I am in a group show at the Hyde Park Art Center starting next week. It's part of a new program of experimental, month-long exhibitions at this venerable Chicago art institution, on the south side quite close to the University of Chicago. Artist and curator Kathryn Fimreite has put together a show called The Pram Endeavor, for which she invited artists to make a small boat that will act as a metaphor for carrying an experience or a memory.Until now I had never heard the word 'pram' to mean 'boat', but a quick trip to the dictionary shows that it's a medieval English word meaning a flat bottomed boat with a squared-off bow. You learn something new all the time.
I finished my piece today and delivered it to Kathryn's studio.
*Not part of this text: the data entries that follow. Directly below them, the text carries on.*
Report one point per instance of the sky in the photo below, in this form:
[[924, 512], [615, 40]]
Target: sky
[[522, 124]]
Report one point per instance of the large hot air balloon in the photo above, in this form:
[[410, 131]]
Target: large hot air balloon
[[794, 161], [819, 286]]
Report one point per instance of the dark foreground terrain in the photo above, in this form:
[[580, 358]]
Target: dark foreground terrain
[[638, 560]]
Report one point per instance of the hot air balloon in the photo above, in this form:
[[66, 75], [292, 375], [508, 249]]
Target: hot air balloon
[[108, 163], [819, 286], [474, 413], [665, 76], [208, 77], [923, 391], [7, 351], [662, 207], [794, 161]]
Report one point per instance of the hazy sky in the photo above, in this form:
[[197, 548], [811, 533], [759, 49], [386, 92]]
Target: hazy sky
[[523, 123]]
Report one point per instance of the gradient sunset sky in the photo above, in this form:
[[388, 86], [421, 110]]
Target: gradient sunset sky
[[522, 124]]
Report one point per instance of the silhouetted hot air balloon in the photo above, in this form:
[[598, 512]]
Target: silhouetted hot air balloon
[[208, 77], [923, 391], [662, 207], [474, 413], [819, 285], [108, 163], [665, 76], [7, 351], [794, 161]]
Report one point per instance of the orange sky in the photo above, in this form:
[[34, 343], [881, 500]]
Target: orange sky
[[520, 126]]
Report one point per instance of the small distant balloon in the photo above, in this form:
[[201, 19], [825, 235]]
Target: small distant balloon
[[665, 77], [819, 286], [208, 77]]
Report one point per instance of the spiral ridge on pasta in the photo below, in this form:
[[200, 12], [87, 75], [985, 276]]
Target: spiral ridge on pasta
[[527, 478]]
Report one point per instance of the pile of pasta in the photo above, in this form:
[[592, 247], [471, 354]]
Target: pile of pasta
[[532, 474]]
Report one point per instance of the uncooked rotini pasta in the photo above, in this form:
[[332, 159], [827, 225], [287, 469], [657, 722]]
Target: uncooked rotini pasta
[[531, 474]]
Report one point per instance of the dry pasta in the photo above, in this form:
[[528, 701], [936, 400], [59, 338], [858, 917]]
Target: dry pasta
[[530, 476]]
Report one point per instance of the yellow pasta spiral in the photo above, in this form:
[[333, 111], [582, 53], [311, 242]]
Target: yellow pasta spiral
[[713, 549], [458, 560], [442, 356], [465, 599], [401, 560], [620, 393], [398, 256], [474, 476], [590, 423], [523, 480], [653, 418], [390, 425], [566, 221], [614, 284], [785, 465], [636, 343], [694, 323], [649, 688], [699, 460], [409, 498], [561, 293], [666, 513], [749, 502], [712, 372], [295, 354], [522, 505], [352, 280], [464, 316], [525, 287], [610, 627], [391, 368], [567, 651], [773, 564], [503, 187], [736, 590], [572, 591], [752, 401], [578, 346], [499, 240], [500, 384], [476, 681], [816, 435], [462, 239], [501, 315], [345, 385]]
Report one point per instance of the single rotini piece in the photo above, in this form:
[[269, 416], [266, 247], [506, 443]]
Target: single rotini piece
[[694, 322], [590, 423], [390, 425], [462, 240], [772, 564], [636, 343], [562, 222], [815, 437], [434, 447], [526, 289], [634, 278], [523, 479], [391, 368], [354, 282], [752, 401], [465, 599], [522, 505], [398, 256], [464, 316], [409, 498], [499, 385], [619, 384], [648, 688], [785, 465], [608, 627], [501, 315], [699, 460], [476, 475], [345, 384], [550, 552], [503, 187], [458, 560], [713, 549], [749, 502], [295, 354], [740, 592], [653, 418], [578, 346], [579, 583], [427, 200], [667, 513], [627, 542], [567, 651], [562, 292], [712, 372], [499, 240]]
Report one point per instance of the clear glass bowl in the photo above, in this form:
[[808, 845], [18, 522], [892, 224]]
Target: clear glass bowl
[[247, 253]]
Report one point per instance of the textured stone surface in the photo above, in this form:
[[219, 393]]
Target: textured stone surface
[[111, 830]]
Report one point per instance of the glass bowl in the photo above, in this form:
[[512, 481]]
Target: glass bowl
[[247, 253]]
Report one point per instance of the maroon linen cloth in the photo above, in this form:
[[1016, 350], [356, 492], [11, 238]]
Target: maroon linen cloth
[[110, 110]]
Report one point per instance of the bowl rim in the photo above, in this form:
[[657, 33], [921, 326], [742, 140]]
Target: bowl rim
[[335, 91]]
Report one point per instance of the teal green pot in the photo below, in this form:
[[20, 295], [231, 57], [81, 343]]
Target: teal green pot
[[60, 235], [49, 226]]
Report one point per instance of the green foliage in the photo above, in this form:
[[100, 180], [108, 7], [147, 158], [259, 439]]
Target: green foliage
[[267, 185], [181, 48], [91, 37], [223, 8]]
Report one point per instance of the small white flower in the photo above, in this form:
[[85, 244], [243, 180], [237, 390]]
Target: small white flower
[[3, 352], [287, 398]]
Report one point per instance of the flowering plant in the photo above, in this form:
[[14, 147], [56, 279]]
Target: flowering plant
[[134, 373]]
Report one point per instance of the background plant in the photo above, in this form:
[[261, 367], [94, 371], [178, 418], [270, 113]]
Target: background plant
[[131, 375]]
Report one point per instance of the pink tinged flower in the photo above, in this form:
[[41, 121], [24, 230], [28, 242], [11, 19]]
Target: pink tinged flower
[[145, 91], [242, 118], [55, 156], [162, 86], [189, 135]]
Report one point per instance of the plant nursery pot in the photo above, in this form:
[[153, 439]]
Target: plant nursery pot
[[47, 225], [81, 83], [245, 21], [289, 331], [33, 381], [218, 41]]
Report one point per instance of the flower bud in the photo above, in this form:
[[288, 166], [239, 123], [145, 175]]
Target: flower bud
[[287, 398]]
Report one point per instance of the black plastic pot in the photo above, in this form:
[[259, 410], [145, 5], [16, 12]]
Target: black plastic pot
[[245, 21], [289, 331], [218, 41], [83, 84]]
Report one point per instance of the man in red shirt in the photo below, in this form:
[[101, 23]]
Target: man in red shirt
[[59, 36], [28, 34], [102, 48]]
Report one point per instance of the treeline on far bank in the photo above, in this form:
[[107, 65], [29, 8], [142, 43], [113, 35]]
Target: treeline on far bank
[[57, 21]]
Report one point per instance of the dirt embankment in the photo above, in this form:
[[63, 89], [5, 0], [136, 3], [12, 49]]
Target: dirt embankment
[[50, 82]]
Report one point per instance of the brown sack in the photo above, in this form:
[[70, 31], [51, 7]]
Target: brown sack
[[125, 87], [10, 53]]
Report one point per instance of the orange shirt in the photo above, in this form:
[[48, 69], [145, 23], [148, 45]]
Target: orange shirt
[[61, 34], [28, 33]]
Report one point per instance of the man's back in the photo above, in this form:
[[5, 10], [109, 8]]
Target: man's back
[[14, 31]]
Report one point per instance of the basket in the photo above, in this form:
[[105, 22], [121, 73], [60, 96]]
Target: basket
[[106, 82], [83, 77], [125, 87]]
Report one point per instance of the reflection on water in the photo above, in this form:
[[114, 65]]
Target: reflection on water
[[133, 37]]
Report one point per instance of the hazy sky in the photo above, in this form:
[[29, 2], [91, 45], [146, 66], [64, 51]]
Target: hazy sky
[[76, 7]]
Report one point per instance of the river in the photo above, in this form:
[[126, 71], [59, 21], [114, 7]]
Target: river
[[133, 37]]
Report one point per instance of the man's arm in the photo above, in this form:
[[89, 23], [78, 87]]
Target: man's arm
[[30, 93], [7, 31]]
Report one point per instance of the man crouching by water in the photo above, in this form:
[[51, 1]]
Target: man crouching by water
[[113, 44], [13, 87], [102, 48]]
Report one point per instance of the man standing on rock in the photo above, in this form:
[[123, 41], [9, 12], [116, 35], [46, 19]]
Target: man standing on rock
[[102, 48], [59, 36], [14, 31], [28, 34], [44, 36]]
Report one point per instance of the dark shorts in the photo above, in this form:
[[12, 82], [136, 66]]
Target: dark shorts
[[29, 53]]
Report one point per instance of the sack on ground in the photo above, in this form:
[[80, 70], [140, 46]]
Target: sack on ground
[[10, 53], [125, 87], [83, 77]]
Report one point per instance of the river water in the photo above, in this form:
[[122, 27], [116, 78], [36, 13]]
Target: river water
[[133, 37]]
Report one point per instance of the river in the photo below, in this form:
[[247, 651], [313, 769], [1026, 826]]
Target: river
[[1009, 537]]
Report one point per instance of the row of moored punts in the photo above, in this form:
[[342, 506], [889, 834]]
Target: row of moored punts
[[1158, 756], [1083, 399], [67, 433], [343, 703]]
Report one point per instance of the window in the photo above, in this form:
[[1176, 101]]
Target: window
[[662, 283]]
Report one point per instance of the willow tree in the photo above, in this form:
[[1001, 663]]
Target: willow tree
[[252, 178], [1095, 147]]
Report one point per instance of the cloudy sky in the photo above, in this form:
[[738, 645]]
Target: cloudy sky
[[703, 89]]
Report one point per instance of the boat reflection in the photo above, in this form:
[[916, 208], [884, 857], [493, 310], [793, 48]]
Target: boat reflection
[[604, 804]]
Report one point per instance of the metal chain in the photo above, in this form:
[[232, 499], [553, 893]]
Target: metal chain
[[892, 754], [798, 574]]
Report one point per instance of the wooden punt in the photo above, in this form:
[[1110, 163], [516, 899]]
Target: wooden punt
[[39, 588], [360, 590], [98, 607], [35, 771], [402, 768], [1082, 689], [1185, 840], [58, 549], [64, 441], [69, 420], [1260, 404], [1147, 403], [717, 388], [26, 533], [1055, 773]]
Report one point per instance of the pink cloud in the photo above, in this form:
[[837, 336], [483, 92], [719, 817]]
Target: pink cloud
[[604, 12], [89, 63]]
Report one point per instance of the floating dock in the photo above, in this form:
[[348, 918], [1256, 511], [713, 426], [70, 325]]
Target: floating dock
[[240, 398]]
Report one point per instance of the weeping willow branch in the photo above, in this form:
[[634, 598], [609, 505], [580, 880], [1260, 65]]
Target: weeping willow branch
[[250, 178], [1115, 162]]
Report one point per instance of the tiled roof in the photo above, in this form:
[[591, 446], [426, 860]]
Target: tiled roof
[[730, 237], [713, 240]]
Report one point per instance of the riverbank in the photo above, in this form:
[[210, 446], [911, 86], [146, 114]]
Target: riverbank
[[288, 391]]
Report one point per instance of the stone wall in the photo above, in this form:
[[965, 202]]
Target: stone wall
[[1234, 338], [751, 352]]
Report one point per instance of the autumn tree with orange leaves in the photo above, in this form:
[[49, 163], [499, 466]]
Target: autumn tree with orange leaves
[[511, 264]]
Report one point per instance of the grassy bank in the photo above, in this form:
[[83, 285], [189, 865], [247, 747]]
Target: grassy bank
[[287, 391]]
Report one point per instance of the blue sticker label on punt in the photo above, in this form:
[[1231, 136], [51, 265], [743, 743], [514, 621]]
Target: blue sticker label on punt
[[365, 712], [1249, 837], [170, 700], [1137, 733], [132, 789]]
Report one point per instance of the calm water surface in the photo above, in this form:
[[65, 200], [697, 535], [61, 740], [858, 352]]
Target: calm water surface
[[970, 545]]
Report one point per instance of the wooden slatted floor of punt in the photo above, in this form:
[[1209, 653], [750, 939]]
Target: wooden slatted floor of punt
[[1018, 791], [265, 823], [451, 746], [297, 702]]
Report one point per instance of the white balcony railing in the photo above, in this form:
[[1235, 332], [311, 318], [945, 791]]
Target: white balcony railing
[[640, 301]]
My contribution is called "Funeral Barque for My Grandfather.":
The boat/pram is a piece of heavyweight printmaking paper on which I printed a selection of the images I have been using for my film and works on panel during the last year: images relating to my coal miner grandfather, maps of the mining areas where he worked, references to chimneys and smoke. The face is my grandfather in his coffin, from a drawing that I did in my diary thirty years ago, the night before he was buried:
I reinforced the edges with some folded and cut pieces of offcut prints (if I'd had more time to work on this, I might have placed oars across these. I guess that would make them gunnels, or something):
There's a small accordion book on the inside of the boat, with a few lines of text adapted from something I made about five years ago. It says: "My grandfather, who became a miner at fourteen, said to me once: There'll always be a job for you here in the mines if you want one."
Total size: 17" high x 14" wide x 28" long.